Это они бедные… Но — добро, добро! Мотивы его не терпели обследования или надзора, ни на мгновение. Он думал (когда думал), что узнает нечто новое о жизни, которая всегда означает смерть. Он думал, что перед ним возникла возможность сотворить нечто воистину доброе. Мотивы его не терпели обследования. Они ему и не подвергались. Любовь следила за этим — современная любовь, в каком-то диком новом обличье. Бог свидетель, теперь я собрал достаточно сведений. Значит, позвоню ей завтра, думал он, расстегивая молнию на платье Хоуп.
Гай чувствовал себя прекрасно. Он творил поистине благие дела.

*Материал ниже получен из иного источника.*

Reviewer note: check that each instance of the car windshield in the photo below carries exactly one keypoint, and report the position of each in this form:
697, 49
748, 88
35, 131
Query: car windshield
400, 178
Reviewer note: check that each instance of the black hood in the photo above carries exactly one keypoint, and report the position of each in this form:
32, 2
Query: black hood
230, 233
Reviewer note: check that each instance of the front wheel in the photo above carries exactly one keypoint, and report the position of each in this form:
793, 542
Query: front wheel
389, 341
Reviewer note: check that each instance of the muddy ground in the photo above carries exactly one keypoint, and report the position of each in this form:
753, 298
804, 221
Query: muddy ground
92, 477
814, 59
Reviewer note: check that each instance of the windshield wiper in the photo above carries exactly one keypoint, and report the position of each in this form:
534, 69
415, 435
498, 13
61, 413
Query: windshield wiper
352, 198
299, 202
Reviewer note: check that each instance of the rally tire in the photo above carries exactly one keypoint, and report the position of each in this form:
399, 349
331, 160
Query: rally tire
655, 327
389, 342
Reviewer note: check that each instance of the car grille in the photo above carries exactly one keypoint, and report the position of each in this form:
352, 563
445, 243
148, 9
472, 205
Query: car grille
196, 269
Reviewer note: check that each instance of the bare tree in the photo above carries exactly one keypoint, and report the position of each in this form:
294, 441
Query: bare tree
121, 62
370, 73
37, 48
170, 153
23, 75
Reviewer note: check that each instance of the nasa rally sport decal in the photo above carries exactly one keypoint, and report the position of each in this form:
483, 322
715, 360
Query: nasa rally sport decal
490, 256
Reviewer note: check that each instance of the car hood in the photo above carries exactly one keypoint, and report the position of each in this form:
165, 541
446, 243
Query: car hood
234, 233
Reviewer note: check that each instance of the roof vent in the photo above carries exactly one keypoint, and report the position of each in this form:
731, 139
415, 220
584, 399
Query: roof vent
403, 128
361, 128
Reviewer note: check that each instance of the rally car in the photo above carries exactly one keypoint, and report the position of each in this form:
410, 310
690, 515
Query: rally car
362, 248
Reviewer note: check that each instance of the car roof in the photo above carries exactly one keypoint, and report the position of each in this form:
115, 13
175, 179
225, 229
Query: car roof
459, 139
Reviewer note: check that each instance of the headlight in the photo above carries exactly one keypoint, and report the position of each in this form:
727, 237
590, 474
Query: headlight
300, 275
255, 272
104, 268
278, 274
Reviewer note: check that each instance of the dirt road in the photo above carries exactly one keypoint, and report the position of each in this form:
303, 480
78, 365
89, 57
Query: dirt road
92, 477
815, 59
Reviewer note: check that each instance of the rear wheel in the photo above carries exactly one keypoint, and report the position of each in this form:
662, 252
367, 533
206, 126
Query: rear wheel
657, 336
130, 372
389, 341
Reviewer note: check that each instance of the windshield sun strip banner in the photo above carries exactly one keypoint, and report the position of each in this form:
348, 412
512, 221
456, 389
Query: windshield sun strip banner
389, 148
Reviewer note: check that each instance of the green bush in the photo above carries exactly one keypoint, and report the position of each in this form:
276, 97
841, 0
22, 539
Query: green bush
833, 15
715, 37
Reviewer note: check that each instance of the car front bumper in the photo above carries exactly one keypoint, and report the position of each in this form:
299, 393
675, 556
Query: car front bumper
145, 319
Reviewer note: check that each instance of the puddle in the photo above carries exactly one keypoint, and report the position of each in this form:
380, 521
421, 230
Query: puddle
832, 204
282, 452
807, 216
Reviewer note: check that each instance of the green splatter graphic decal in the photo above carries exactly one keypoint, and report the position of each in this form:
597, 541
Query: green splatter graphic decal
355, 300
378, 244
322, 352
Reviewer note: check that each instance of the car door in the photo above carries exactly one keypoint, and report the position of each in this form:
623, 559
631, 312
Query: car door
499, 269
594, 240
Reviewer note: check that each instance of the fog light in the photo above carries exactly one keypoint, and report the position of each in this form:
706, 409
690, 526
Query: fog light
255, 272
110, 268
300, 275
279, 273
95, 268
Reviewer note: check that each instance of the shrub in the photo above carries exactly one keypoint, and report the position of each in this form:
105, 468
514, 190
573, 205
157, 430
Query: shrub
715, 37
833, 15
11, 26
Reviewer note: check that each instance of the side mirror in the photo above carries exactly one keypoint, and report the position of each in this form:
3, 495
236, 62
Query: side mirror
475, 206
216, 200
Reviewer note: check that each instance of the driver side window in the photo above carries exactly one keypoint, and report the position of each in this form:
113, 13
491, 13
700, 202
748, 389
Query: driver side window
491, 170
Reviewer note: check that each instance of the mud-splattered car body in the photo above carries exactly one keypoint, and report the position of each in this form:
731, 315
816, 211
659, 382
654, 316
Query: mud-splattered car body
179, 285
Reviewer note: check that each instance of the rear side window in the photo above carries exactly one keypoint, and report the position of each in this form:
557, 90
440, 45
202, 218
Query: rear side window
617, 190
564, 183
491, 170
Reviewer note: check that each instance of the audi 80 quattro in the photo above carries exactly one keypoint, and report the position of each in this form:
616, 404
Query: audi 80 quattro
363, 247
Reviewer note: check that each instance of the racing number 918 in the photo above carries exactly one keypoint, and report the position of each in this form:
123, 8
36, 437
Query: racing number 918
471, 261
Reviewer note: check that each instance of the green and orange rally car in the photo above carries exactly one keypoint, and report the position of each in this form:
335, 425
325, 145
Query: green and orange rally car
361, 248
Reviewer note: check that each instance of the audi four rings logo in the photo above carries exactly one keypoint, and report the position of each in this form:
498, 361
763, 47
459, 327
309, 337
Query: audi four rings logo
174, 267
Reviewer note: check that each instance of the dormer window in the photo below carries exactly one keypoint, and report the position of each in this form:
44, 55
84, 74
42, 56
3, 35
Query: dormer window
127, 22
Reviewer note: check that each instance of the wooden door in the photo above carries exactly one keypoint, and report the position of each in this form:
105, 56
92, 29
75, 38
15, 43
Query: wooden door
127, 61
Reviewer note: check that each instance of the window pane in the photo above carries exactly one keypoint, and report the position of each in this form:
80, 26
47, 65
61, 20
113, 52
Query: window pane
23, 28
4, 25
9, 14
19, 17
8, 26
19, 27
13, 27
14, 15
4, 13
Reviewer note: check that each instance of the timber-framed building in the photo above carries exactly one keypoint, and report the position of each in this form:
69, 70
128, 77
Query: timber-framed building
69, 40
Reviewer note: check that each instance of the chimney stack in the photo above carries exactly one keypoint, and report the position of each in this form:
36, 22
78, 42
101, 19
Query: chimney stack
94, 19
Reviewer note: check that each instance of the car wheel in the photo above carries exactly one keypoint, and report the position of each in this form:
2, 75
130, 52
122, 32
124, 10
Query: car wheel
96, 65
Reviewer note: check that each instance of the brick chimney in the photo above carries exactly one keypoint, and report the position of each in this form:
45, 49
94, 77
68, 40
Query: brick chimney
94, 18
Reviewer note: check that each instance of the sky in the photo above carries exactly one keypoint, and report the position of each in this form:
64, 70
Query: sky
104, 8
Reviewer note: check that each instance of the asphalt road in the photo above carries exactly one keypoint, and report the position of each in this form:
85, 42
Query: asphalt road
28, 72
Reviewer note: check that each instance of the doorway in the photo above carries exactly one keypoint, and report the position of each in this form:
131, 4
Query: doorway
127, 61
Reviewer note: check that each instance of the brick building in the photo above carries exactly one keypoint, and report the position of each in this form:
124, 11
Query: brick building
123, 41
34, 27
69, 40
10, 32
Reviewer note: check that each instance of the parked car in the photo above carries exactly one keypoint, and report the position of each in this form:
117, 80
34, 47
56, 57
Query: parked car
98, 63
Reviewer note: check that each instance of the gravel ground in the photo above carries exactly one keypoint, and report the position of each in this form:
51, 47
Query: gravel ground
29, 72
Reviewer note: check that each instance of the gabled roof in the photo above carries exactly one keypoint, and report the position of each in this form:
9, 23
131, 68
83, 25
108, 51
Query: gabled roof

Погруженный в новое для себя состояние восторженной меланхолии, Гай поднимался по лестнице к двери Николь Сикс — мимо детских колясок и велосипедов, мимо коричневых конвертов, запечатанных предписаний о том, что следует и чего не следует делать, адресованных родителям, гражданам, членам общества. На полпути он приостановился, но не для отдыха, а чтобы кое-что обдумать. Он, конечно, знал, что неизбывное процветание азиатской субкультуры в Соединенных Штатах — не более чем миф или полуправда. Первая волна состояла, в основном, из вьетнамцев среднего класса — что ж, они таки и вправду преуспели, здесь не поспоришь. Но следующая партия, камбоджийцы… только представь себе: в последний раз ты видел свой дом подброшенным на сотню футов над землей и охваченным пламенем, а внутри были твои родители, твои шестеро детей. Чтобы оправиться от этого, необходимо время. В конце концов, нужно сперва отдохнуть, прежде чем завоевывать Америку. А следующий приток, если только он вообще когда-либо последует, будет, предположительно, еще в большей степени… Когда Гай двинулся дальше, он услышал, как кто-то спускается вниз: кто-то сопящий, шаркающий тяжелыми башмаками. Гай посторонился на предпоследней, по его мысли, площадке, задумчиво задрав подбородок. И все это, думал он, происходит на вершине кризиса — или, скорее, ниже кризиса, под его крылом. Эта мысль о делегировании жестокости…
— Здорово, друган.
— Кит… Прости, я, кажется, сплю на ходу.
— Знакомое дело.
Но выглядел Кит совсем иначе. И дело было не просто в его одеянии укротителя хищников или шевелюре «только что из-под фена». По правде сказать, эти его черты вроде бы шли вразрез с новым оттенком его облика — с чем-то средним между скрытностью и скромностью. Он стоял, перебирая ногами, склонив голову и прижимая к груди какое-то оборудование для ванной — и книгу в мягкой обложке. Гай тоже явился не с пустыми руками. Он не мог доставить сюда двух признательных беженцев, но у него собой был подарок, подарок для Николь Сикс. О подарке этом он раздумывал долго и пылко. Что он мог бы купить для нее? Полотно Тициана, яхту, бриллиант величиной с «Ритц». Гай хотел купить ей земной шар, но вместо того купил ей глобус. Нет, не старинный глобус — глобус нового типа. Глобус в буквальном смысле слова; планету, какой она видится из космоса, — тяжелую, таинственную, младенчески голубую под своими полупрозрачными покровами. Он держал его так же, как Гамлет держал череп Йорика.